As shown in FIG. 13, the gas injection table 4 is provided so that it can be moved from the center to the right position shown by the broken line, or conversely to the left. You may.

Further, a sensor for detecting the presence or absence of the thin plate-shaped material 1 is provided at a predetermined position, and the pressurized gas is injected from the gas injection table 4 immediately before passing through the sensor, and the injection is stopped immediately after the passage.
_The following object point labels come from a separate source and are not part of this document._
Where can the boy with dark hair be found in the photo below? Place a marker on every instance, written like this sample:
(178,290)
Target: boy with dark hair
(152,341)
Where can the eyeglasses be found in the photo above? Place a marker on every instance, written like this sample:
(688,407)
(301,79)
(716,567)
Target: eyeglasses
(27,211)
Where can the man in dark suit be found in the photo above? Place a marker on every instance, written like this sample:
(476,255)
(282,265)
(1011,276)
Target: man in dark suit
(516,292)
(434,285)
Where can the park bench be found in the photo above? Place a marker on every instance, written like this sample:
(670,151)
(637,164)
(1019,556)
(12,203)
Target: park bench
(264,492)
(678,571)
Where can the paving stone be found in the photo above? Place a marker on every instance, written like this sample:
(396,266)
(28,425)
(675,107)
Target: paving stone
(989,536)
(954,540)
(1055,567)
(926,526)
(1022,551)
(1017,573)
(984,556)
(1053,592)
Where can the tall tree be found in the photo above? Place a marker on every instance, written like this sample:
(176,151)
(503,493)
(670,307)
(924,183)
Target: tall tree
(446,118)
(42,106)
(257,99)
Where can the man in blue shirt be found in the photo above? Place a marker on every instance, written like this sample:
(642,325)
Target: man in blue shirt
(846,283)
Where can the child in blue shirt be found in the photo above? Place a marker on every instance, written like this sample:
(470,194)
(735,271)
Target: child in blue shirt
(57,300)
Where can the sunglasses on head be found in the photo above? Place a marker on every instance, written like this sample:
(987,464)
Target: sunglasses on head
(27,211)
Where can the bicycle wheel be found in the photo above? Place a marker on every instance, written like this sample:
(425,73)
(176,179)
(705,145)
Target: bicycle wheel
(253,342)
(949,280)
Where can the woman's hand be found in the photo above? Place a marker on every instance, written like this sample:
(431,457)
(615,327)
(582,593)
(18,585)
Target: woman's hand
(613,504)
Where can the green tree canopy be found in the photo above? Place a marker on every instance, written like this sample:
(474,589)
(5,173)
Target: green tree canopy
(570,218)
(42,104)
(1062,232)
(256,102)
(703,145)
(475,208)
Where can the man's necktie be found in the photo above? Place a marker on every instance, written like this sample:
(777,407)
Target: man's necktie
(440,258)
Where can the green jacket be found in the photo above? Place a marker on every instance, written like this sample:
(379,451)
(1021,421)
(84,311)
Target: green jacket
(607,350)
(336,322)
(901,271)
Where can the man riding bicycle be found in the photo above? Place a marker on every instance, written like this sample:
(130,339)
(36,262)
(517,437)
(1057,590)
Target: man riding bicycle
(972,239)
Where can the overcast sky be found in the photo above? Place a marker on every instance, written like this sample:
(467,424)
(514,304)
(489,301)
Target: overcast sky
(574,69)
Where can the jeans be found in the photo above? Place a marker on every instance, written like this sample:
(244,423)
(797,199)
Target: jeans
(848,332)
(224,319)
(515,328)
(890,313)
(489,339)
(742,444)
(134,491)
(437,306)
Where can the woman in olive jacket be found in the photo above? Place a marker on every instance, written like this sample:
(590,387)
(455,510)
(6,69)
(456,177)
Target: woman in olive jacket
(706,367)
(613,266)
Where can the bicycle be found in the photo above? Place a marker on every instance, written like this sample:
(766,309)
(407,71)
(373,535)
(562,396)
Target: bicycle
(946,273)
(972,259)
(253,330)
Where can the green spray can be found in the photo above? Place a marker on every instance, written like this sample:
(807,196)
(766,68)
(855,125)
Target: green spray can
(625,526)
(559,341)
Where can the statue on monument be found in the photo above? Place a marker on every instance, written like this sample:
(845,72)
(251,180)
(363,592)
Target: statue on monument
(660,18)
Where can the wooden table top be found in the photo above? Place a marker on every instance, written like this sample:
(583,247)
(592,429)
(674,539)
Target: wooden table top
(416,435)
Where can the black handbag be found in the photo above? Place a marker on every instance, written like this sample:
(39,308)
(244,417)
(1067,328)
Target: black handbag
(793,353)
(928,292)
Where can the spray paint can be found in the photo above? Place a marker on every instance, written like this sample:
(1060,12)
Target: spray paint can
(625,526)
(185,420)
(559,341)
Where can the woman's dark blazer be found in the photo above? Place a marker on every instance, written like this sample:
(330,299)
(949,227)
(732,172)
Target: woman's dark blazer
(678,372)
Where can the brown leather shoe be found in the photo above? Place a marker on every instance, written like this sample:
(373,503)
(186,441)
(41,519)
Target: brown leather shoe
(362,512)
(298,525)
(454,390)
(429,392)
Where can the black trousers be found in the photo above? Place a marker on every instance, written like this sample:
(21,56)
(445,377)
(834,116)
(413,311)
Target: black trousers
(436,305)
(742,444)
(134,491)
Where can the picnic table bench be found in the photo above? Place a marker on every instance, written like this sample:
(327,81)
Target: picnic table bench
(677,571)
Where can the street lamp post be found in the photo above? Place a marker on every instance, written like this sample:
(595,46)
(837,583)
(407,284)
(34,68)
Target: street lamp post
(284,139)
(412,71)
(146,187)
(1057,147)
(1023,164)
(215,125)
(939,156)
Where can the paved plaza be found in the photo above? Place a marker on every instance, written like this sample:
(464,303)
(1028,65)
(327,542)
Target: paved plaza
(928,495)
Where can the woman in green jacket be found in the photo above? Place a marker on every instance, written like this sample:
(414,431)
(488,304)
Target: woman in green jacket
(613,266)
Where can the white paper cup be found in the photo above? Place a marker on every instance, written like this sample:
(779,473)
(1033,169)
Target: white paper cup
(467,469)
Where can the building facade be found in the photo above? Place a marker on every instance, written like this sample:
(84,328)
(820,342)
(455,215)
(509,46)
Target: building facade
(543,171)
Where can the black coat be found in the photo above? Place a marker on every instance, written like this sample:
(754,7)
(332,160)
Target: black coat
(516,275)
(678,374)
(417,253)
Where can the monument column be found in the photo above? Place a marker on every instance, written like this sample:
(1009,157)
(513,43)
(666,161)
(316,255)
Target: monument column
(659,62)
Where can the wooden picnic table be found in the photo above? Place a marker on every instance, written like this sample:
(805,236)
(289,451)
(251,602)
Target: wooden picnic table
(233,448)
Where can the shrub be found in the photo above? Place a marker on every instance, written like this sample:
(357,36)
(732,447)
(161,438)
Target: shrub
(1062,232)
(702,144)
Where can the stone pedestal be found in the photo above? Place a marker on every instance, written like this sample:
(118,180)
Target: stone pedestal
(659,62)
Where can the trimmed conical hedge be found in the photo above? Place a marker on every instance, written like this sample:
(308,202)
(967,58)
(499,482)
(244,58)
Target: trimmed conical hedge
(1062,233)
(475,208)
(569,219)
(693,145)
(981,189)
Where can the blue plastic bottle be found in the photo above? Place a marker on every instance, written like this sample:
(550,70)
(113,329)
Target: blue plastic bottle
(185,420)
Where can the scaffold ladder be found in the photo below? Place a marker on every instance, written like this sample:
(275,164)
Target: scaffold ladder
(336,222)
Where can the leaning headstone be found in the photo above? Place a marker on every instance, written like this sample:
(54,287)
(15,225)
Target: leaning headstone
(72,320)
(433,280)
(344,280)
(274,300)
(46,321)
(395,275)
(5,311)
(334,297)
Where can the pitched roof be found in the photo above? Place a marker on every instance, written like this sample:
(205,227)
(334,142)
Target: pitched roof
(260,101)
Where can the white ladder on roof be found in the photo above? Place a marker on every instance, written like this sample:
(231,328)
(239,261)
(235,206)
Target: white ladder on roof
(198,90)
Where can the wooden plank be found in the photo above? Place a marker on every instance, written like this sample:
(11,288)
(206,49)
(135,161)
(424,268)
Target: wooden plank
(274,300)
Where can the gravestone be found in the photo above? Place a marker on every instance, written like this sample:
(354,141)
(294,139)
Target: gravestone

Good.

[0033]

As described above, according to the first to third aspects of the present invention, even in the case of a large-sized thin plate, the thin plate is bent by its own weight and excessively bent during transportation or the like. It is possible to effectively prevent the occurrence of troubles such as slippage or breakage, and it is possible to keep such a change in the amount of bending substantially constant, thereby effectively preventing the occurrence of vibration and undulation. Therefore, it is possible to obtain a transfer device that can also solve the problem of generating dust and noise. In particular, a transfer device suitable for transferring a glass substrate used for manufacturing a liquid crystal display panel can be obtained.

[Brief description of the drawings]

FIG. 1 is a front view of a stepped roller type transfer device.

FIG. 2 is a right side view of FIG.

FIG. 3 is a plan view of a glass substrate.

FIG. 4 is a view showing another mounting mode of the stepped roller.

FIG. 5 is a view showing another mounting mode of the gas injection table.

FIG. 6 is a vertical sectional view of a gas injection table.

FIG. 7 is a perspective view showing another mode of the gas injection table.

FIG. 8 is a perspective view showing another mode of the gas injection table.

FIG. 9 is a perspective view showing another mode of the gas injection table.

FIG. 10 is a front view of the endless track transfer device.

FIG. 11 is a view showing a state in which a pressurized gas is jetted toward the lower surface of the sheet material to keep the sheet material in a substantially horizontal state.

FIG. 12 is a view showing a state in which a pressurized gas is jetted toward a lower surface of the sheet material to keep the sheet material in a curved state.

FIG. 13 is a view showing a mode in which the gas injection table is moved below the thin plate material in the horizontal direction.

[Explanation of symbols]

 1: sheet-like material 2a, 2b: stepped roller 4: gas injection table 8: gas injection hole 11: chain wheel 12: endless chain 13a, 13b: finger

──────────────────────────────────────────────────続 き Continued on the front page (51) Int.Cl. ⁷ Identification symbol FI Theme coat ゛ (Reference) B65H 5/22 B65H 5/22 A F term (Reference) 3F049 FA05 LA15 5F031 CA05 GA53 GA62 PA13

Claims (3)

[Claims] 1. A transport device configured to be capable of transporting a thin plate while supporting the thin plate by contacting the lower surfaces of one end and the other end of the thin plate, wherein the deflection of the thin plate due to its own weight is excessive. An apparatus for transporting a thin plate, wherein a gas injection table for injecting a pressurized gas toward a lower surface of the thin plate is mounted so as not to be disturbed. 2. The thin plate conveying apparatus according to claim 1, wherein the gas injection table is mounted so as to be able to approach and separate from a lower surface of the thin plate. 3. The apparatus according to claim 1, wherein the thin plate is a glass substrate.